Resources diverted or discontinued
In 1960, the Psychopharmacology Center at NIMH, under Jonathon Cole began to set up and fund a national network of research centers known as the Early Clinical Drug Evaluation Units (ECDEU). These were to provide scientifically sophisticated, independent and ethical evaluation of compounds developed by industry. By 1962, 15 units were established in America and Canada in VA Centers, State Hospitals and Academic Medical Centers capable of studying drugs of every kind in child, adolescent and adult populations.
The program developed protocols, research designs, 28 rating scales and 15 independent measuring instruments and collaborated with the George Washington University Biometrics Lab for data analysis.
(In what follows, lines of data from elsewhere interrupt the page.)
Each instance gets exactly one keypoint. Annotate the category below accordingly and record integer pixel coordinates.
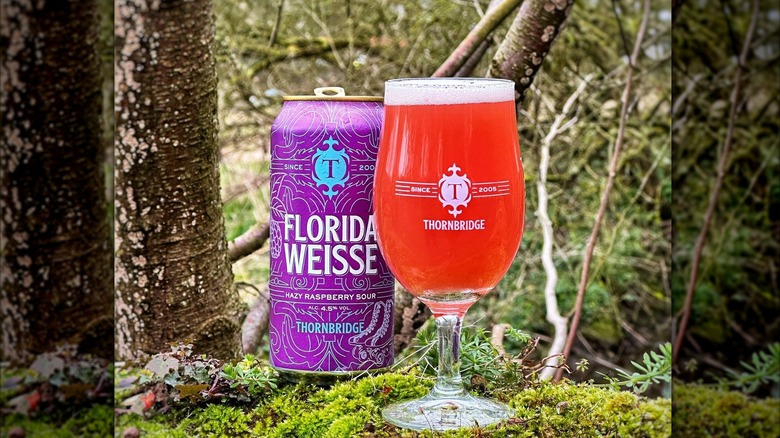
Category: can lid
(333, 93)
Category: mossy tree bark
(55, 249)
(532, 34)
(173, 281)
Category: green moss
(95, 421)
(585, 410)
(354, 408)
(703, 411)
(217, 421)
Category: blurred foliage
(737, 303)
(360, 44)
(702, 411)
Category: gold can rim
(333, 94)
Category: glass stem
(449, 383)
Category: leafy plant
(655, 368)
(480, 361)
(763, 368)
(250, 374)
(61, 379)
(179, 376)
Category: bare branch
(476, 37)
(724, 156)
(521, 53)
(553, 314)
(608, 188)
(277, 22)
(248, 242)
(497, 337)
(256, 322)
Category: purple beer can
(331, 290)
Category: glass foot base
(429, 413)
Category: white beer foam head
(447, 91)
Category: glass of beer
(449, 202)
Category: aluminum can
(331, 291)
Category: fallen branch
(497, 337)
(248, 242)
(480, 33)
(292, 49)
(553, 315)
(626, 100)
(471, 63)
(231, 192)
(724, 156)
(532, 34)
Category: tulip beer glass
(449, 202)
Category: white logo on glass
(454, 190)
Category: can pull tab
(329, 92)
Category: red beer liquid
(449, 269)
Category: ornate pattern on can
(331, 291)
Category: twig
(480, 33)
(528, 41)
(334, 49)
(277, 22)
(676, 4)
(553, 314)
(248, 242)
(497, 337)
(231, 192)
(724, 155)
(608, 188)
(471, 63)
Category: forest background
(681, 123)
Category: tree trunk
(173, 281)
(55, 272)
(521, 53)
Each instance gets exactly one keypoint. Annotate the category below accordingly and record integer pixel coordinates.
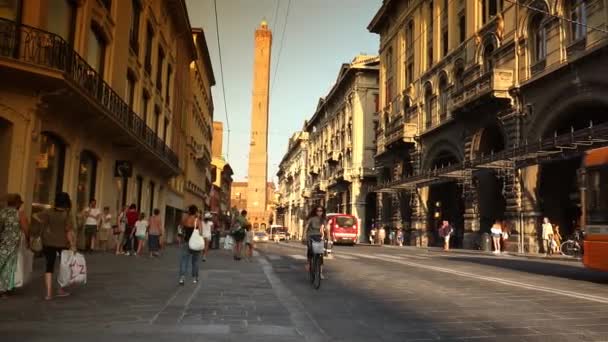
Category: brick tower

Units communicated regularly, worked to standard protocols and met annually.
By 1967, the program was fully developed and by 1970, had produced an Assessment Manual and Workbook. By the mid 1970s, innovative compounds were decreasing and industry had the resources to fund its own studies. As projects ended, units were closed and NIMH began to devote more money to basic research and away from clinical trials.
Beginning in 1980, during the Reagan administration, the NIH also began reducing grant support in general and by 1990, two thirds of grant applications went unfunded.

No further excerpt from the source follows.